Edit: Just looked up the Commodity plugin thingy, found it here: http://forum.egosoft.com/viewtopic.php?t=151490
It really does look like it makes supplying stations pretty damn easy, or rather, it makes it possible, as I otherwise probably wouldn't even bother trying!  :)
Title: Re: X3 Terran Conflict
Post by: Flipside on September 09, 2010, 07:15:48 pm
This is going to be a long post....

Start with something that produces using only Energy Cells, something like a Wheat Farm in Home of Light or a Swamp Plant Factory in Greater Profit, these are the cheapest to maintain, since you can set the buying price for resources down to around 13-14Cr and sell for at least average price. Another good hint is that Herrons Nebula, north of Argon Prime, is the only place in Argon Space where you can legally build a Space Fuel Distillery, if you link that up to a Wheat Farm, and get a Transport buying Energy Cells, it can prove pretty profitable (but risky, mostly Space-Fuel sells in Pirate Stations, be prepared to lose the odd seller now and again).

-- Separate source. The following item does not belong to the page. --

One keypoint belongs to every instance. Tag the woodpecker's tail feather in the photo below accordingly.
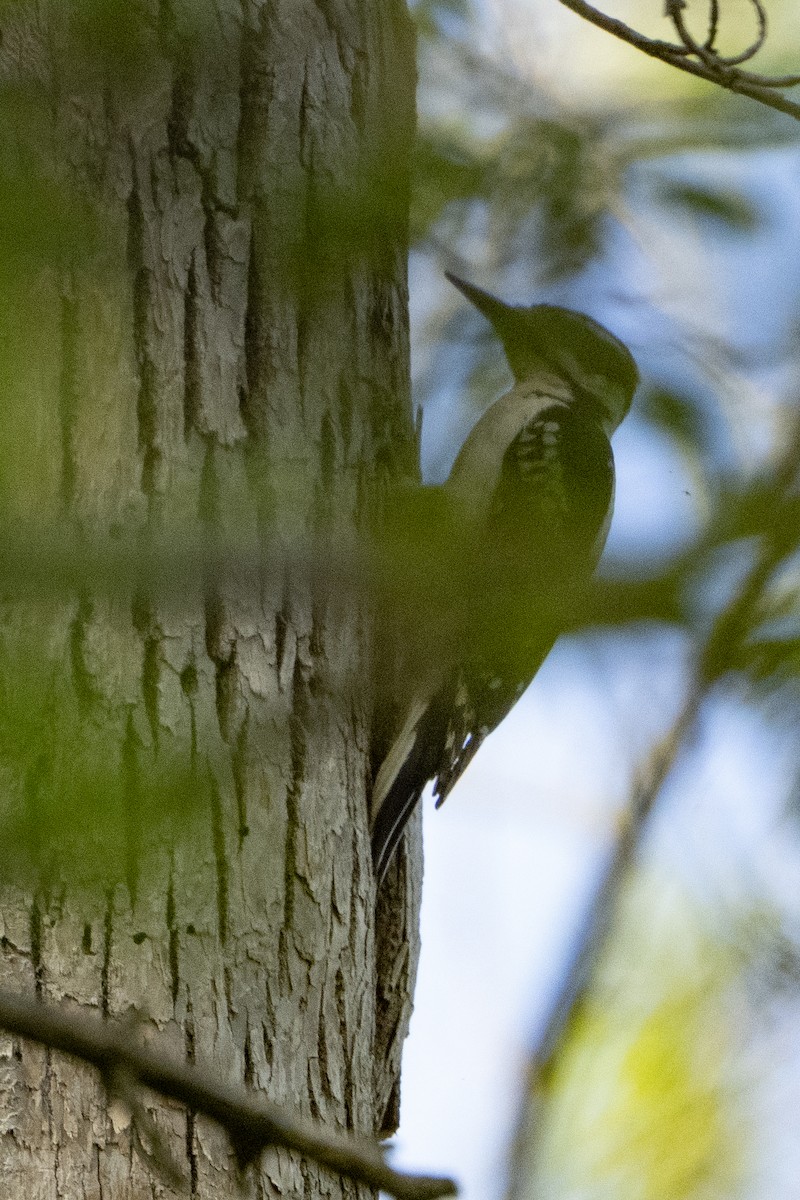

The trick to automating a station is the Homebase setting in the ship control panel menu, always set your Transport ships up as well as possible, make sure they have the usual Trading System Extension, Navigation/Special Command Software, Fight/Trade Command Software 1 & 2, and Best Buys/Sells locators, a Jump-Drive helps greatly as well, but can be hard to get hold of outside the Argon Homeworlds, the Freighter will usually be more expensive to buy than the Station it works for (and, in my opinion, don't have nearly the survivability/cost ratio they should have, but there you go).

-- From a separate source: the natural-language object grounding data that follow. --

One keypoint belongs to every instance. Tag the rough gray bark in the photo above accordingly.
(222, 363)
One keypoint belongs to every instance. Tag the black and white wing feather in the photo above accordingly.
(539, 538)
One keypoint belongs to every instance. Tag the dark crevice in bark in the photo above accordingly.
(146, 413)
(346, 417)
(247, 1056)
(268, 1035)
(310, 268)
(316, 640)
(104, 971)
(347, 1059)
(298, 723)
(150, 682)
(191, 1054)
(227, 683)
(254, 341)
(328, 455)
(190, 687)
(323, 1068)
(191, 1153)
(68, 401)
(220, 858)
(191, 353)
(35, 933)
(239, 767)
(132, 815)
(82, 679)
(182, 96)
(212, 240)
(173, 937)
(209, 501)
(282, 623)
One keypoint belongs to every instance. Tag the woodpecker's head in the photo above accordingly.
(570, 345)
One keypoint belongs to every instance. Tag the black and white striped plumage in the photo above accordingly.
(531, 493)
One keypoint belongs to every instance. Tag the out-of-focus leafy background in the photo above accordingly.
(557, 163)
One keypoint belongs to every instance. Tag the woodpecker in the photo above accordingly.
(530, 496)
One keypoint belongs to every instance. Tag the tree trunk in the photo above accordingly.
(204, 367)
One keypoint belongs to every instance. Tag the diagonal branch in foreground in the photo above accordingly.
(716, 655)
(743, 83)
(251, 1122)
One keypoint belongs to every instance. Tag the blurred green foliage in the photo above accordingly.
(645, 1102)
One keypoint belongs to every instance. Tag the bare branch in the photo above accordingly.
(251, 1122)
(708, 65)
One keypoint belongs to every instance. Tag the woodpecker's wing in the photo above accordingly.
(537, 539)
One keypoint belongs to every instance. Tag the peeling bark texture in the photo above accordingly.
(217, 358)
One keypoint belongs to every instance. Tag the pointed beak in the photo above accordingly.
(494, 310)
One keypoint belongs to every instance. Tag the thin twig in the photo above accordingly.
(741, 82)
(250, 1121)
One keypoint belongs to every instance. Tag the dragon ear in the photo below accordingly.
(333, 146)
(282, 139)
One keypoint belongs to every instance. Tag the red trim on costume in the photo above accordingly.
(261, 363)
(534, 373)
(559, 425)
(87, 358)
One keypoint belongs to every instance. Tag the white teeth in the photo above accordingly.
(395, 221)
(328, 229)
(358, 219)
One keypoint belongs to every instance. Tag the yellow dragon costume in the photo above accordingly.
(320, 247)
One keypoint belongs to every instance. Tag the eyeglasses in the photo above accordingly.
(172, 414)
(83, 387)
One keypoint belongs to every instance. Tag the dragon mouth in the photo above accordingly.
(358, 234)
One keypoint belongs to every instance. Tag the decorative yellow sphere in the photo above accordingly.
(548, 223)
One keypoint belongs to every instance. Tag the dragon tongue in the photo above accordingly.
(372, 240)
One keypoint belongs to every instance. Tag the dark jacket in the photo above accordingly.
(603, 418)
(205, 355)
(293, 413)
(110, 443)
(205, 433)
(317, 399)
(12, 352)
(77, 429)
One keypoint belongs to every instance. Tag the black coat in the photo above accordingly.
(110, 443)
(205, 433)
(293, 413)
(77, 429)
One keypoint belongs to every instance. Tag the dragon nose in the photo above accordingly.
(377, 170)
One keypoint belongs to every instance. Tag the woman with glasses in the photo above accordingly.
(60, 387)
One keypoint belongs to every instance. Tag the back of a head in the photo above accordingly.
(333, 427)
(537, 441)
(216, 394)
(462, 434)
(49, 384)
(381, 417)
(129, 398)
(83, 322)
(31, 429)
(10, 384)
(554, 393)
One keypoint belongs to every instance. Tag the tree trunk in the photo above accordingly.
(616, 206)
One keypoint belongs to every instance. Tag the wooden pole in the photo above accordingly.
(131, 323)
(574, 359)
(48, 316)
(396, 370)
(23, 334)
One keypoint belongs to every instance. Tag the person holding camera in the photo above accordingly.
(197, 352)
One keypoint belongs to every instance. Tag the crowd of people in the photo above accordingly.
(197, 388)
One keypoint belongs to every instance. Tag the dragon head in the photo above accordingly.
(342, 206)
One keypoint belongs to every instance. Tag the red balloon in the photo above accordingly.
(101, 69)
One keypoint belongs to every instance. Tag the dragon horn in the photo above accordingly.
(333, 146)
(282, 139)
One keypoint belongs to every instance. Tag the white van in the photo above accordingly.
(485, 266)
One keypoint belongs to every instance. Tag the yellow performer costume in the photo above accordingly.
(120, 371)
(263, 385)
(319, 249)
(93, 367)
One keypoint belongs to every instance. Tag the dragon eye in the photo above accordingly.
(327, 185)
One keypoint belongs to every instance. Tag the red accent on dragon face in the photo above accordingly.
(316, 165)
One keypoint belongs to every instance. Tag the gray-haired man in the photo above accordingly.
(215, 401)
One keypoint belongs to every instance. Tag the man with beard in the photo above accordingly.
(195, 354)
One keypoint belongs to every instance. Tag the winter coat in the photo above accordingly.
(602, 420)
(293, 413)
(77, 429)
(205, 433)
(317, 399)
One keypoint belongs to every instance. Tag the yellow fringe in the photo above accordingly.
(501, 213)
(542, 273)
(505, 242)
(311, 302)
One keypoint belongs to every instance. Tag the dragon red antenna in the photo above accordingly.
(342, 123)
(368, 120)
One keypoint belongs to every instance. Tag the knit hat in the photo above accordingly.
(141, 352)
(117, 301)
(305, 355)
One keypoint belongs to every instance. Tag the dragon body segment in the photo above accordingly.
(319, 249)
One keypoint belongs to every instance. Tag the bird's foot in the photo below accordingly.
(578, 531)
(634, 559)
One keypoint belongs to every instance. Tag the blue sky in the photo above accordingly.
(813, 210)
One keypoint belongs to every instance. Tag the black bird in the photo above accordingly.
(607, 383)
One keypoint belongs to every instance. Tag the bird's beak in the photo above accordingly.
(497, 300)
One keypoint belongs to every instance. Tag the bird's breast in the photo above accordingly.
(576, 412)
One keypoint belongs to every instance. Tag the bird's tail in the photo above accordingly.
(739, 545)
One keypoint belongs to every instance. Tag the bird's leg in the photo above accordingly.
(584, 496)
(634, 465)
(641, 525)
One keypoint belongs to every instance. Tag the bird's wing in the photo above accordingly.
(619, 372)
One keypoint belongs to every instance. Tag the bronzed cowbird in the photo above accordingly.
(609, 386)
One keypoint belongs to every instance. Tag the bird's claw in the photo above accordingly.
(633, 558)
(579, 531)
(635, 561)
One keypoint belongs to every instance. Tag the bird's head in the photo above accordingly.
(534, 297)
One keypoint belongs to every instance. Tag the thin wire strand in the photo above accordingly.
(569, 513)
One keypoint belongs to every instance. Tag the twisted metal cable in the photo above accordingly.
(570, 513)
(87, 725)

Open up the control panel for the new freighter, and make sure everythings assigned properly, particularly make sure the Homebase setting is set to the station you intend the Freighter to work for and that any Jump Drive settings are assigned. One little personal note of experience here, look for the Mosquito Missile Defence plugin here http://forum.egosoft.com/viewtopic.php?t=226431 (http://forum.egosoft.com/viewtopic.php?t=226431), load up with about 100 mosquitos and switch it on using the 'additional commands' list just under the standard list in the command console, remember to assign the mosquito to the freighters missile launchers. It adds a lot of survivability to the Freighter.

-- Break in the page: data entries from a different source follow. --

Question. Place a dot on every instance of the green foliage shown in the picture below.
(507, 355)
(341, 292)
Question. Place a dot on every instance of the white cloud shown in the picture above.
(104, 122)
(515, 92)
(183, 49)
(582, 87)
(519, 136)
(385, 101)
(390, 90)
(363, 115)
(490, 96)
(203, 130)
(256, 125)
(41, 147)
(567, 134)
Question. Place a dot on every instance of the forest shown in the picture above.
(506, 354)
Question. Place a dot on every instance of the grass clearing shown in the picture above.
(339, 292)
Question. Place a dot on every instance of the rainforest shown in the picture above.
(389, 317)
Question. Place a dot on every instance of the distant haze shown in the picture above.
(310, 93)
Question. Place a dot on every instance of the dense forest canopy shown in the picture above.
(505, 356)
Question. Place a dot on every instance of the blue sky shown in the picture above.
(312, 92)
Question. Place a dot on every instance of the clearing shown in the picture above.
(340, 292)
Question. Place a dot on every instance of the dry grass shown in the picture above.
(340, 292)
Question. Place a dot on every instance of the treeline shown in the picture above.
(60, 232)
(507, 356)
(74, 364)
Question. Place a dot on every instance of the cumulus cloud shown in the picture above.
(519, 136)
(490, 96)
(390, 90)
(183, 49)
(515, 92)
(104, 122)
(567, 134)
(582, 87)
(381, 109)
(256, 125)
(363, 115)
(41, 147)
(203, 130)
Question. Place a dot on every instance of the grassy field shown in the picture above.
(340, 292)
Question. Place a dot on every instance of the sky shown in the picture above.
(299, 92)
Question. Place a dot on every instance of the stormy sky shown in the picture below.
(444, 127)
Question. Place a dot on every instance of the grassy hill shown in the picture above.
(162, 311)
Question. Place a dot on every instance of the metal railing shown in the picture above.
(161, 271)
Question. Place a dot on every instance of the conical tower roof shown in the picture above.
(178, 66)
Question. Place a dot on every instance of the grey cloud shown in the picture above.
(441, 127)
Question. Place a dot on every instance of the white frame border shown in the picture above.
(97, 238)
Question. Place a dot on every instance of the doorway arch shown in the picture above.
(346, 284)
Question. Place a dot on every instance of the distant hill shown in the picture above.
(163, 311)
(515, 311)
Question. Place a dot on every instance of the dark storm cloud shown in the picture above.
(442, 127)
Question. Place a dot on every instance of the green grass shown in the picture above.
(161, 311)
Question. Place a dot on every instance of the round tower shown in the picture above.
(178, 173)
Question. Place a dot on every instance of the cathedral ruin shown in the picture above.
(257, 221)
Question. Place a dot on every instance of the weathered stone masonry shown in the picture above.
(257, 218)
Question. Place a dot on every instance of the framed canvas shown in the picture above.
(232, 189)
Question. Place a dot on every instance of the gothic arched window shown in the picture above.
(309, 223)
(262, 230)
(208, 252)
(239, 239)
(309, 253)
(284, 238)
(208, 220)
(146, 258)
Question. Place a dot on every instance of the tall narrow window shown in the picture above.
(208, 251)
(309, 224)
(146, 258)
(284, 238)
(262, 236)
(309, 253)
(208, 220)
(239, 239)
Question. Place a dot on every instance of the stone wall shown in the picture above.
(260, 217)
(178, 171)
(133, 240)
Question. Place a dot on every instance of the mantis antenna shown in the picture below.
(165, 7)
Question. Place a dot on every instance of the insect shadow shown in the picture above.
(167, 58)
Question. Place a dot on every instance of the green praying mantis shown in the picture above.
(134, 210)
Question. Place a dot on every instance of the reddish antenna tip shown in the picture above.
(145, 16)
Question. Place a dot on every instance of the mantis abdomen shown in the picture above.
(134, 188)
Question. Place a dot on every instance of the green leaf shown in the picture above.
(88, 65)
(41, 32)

Once you've assigned your homebase, the Trade Options should have the Buy/Sell for Best Price option available, which allows you to order to the ship to perform simple buying or selling for the station, the ship will repeat the command until told to stop and will auto-drop the bought resources into the station. The Commodity Control software is more advanced, you need to assign which materials the Trader deals in, when to buy or sell, and where to buy or sell, it's probably best to get more to grips with how the whole market structure of the game works before tackling it, I'm still working on getting beyond the most basic use of it, to be honest ;)

One final hint, one of the best ways to make money is to build goods that require Silicon and mining that Silicon yourself, if you get a Demeter Miner from Paranid Prime, or simply fit any TL with an Ore Collector and a Mineral Scanner, once you have assigned a homebase, there is an option in the Special Commands menu called 'Mine Minerals', you can tell the freighter where to mine, what to mine and where to deposit the minerals once it is full. The only down side is that it doesn't auto repeat. Find a nice Silicon Asteroid, blow it up, and get the miner to collect the pieces, it can save a fortune for things like Crystal Fabs or Chip Factories.